Second firefighter charged in Fruitland arson case
Friday, December 7, 2012
Before Dennis Stegall was pulled from sleep that morning by the sound of a policeman's pounding, the 30-year-old truck driver from Fruitland never had heard the name Gordon Schafer.
Stegall learned a few things about Schafer over the next four months, but nothing that helped answer his biggest question -- how could Schafer, a volunteer firefighter, intentionally set fire to a house in which Stegall was soundly asleep?
"I could have been killed," Stegall said Thursday. "I had never seen this guy -- never laid my eyes on him. I haven't been able to wrap my head around it."
With repairs to his home almost finished, Stegall thought the ordeal was almost behind him when Schafer pleaded guilty to second-degree arson this week. Then came a telephone call from the Cape Girardeau County prosecuting attorney's office with news that meant is was far from over.
On Wednesday, a day after Schafer's plea, a second Jackson man -- and volunteer firefighter -- was charged in connection with the blaze that caused more than $20,000 in damage to Stegall's house while leaving him unscathed.
Christopher L. Bruce, 29, has been charged first-degree arson, a felony that has a possible punishment of up to 15 years in prison. That's the same charge Schafer originally was looking at, but his was reduced to second-degree arson in exchange for a guilty plea and a promise to testify against Bruce. Schafer was sentenced to five years' probation.
Assistant prosecuting attorney Jack Koester filed the charges against Bruce on Wednesday and an arrest warrant was issued. Bruce had not been taken into custody as of late Thursday, according to jail officials at the Cape Girardeau County Sheriff's Department and the Jackson Police Department.
Although Bruce was not charged until four months after Schafer, both men were brought in for questioning the day of the fire, according to a probable cause statement filed by Jason Dunn of the Missouri State Division of Fire Safety.
Like Schafer, Bruce said he was a volunteer firefighter with the Fruitland fire department.
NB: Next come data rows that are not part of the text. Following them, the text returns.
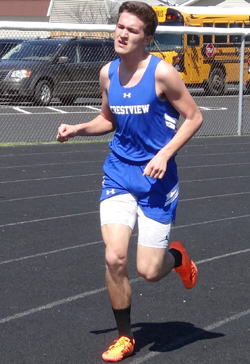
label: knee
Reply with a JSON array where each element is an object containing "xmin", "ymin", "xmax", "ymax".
[
  {"xmin": 137, "ymin": 262, "xmax": 161, "ymax": 282},
  {"xmin": 105, "ymin": 247, "xmax": 127, "ymax": 273}
]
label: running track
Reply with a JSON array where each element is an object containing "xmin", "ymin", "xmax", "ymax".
[{"xmin": 0, "ymin": 136, "xmax": 249, "ymax": 363}]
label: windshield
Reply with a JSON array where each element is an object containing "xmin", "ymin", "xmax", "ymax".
[
  {"xmin": 2, "ymin": 42, "xmax": 62, "ymax": 61},
  {"xmin": 149, "ymin": 33, "xmax": 183, "ymax": 52}
]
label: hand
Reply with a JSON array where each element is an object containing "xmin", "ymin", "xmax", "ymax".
[
  {"xmin": 57, "ymin": 124, "xmax": 77, "ymax": 143},
  {"xmin": 143, "ymin": 152, "xmax": 168, "ymax": 179}
]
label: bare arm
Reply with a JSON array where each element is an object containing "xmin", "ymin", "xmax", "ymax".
[
  {"xmin": 143, "ymin": 61, "xmax": 203, "ymax": 179},
  {"xmin": 57, "ymin": 63, "xmax": 116, "ymax": 142}
]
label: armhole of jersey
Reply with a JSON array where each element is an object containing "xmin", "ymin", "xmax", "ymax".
[
  {"xmin": 108, "ymin": 58, "xmax": 120, "ymax": 80},
  {"xmin": 153, "ymin": 57, "xmax": 170, "ymax": 104}
]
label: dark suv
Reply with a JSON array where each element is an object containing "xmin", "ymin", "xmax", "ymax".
[
  {"xmin": 0, "ymin": 38, "xmax": 25, "ymax": 58},
  {"xmin": 0, "ymin": 37, "xmax": 117, "ymax": 105}
]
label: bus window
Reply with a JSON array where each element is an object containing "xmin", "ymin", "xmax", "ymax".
[
  {"xmin": 244, "ymin": 22, "xmax": 250, "ymax": 44},
  {"xmin": 187, "ymin": 34, "xmax": 199, "ymax": 46},
  {"xmin": 152, "ymin": 33, "xmax": 183, "ymax": 51},
  {"xmin": 215, "ymin": 23, "xmax": 228, "ymax": 44},
  {"xmin": 230, "ymin": 22, "xmax": 242, "ymax": 43},
  {"xmin": 203, "ymin": 23, "xmax": 213, "ymax": 44}
]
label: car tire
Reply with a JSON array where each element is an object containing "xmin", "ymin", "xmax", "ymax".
[
  {"xmin": 34, "ymin": 80, "xmax": 53, "ymax": 106},
  {"xmin": 208, "ymin": 67, "xmax": 226, "ymax": 95}
]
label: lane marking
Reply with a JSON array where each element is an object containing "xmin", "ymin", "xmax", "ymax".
[
  {"xmin": 46, "ymin": 107, "xmax": 67, "ymax": 114},
  {"xmin": 0, "ymin": 145, "xmax": 249, "ymax": 158},
  {"xmin": 0, "ymin": 211, "xmax": 249, "ymax": 230},
  {"xmin": 0, "ymin": 189, "xmax": 101, "ymax": 203},
  {"xmin": 0, "ymin": 160, "xmax": 250, "ymax": 171},
  {"xmin": 0, "ymin": 210, "xmax": 99, "ymax": 228},
  {"xmin": 0, "ymin": 189, "xmax": 249, "ymax": 205},
  {"xmin": 0, "ymin": 173, "xmax": 249, "ymax": 186},
  {"xmin": 12, "ymin": 107, "xmax": 31, "ymax": 114},
  {"xmin": 0, "ymin": 173, "xmax": 103, "ymax": 184},
  {"xmin": 0, "ymin": 250, "xmax": 249, "ymax": 325},
  {"xmin": 85, "ymin": 105, "xmax": 101, "ymax": 111},
  {"xmin": 171, "ymin": 214, "xmax": 250, "ymax": 230},
  {"xmin": 0, "ymin": 159, "xmax": 101, "ymax": 170},
  {"xmin": 198, "ymin": 106, "xmax": 228, "ymax": 111},
  {"xmin": 180, "ymin": 190, "xmax": 250, "ymax": 202},
  {"xmin": 129, "ymin": 309, "xmax": 250, "ymax": 364}
]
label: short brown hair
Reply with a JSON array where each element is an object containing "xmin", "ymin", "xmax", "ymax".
[{"xmin": 118, "ymin": 1, "xmax": 158, "ymax": 36}]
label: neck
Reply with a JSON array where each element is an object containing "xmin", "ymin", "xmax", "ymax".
[{"xmin": 119, "ymin": 50, "xmax": 150, "ymax": 73}]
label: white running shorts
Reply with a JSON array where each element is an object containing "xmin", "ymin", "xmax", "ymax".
[{"xmin": 100, "ymin": 193, "xmax": 171, "ymax": 249}]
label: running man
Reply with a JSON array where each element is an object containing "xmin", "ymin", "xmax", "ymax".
[{"xmin": 57, "ymin": 1, "xmax": 203, "ymax": 362}]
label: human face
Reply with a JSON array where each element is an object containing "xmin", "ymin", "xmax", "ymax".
[{"xmin": 115, "ymin": 11, "xmax": 151, "ymax": 57}]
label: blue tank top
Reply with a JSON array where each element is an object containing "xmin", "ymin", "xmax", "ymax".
[{"xmin": 108, "ymin": 55, "xmax": 180, "ymax": 162}]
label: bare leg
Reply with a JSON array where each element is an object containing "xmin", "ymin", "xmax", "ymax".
[
  {"xmin": 101, "ymin": 223, "xmax": 133, "ymax": 309},
  {"xmin": 137, "ymin": 245, "xmax": 175, "ymax": 282}
]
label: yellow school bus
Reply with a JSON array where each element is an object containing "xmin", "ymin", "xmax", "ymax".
[{"xmin": 150, "ymin": 6, "xmax": 250, "ymax": 95}]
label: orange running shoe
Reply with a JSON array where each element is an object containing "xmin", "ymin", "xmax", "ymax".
[
  {"xmin": 169, "ymin": 240, "xmax": 198, "ymax": 289},
  {"xmin": 102, "ymin": 336, "xmax": 135, "ymax": 362}
]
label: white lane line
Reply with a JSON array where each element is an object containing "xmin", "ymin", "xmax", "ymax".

He admitted his role in the fire almost immediately, the report said. The men also had set fire to bales of hay that night, Bruce allegedly told Dunn while pointing to rural areas along county roads 525 and 532.
Just before the house fire, Bruce and Schafer were hanging out at the Fruitland station next door to Stegall's house, Bruce allegedly told Dunn. They were bored, so they began experimenting with flammable liquids, the report says.
But it was Schafer who set fire to the house, Bruce reportedly told Dunn, and it was Bruce who called in the fire with his department-issued radio. Bruce gave consent to Dunn to search his vehicle, where a bottle was found containing a flammable liquid that smelled like gas, the report said.
The cause of the fire was determined to be arson because of the evidence of a gas-like smell. No appliances or utilities sparked the fire and all other accidental causes were eliminated, Dunn said in his report.
When Bruce is brought in, he will be held on a $15,000 bond and likely will be arraigned on the charge the following Monday. Bruce has no lawyer in the case, according to online court filings. Attempts to reach Koester on Thursday for comments were unsuccessful.
As for the man inside the house at the time of the fire, Stegall doesn't know if he can bear to keep tabs on a case just to watch another defendant possibly get parole.
"I just don't see how the man got only probation," Stegall said of Schafer. "I was almost killed because they were bored one night. Wow. My outdoor light was on and my car was in the carport. They knew I was home. You'd think somebody would have to do some jail time."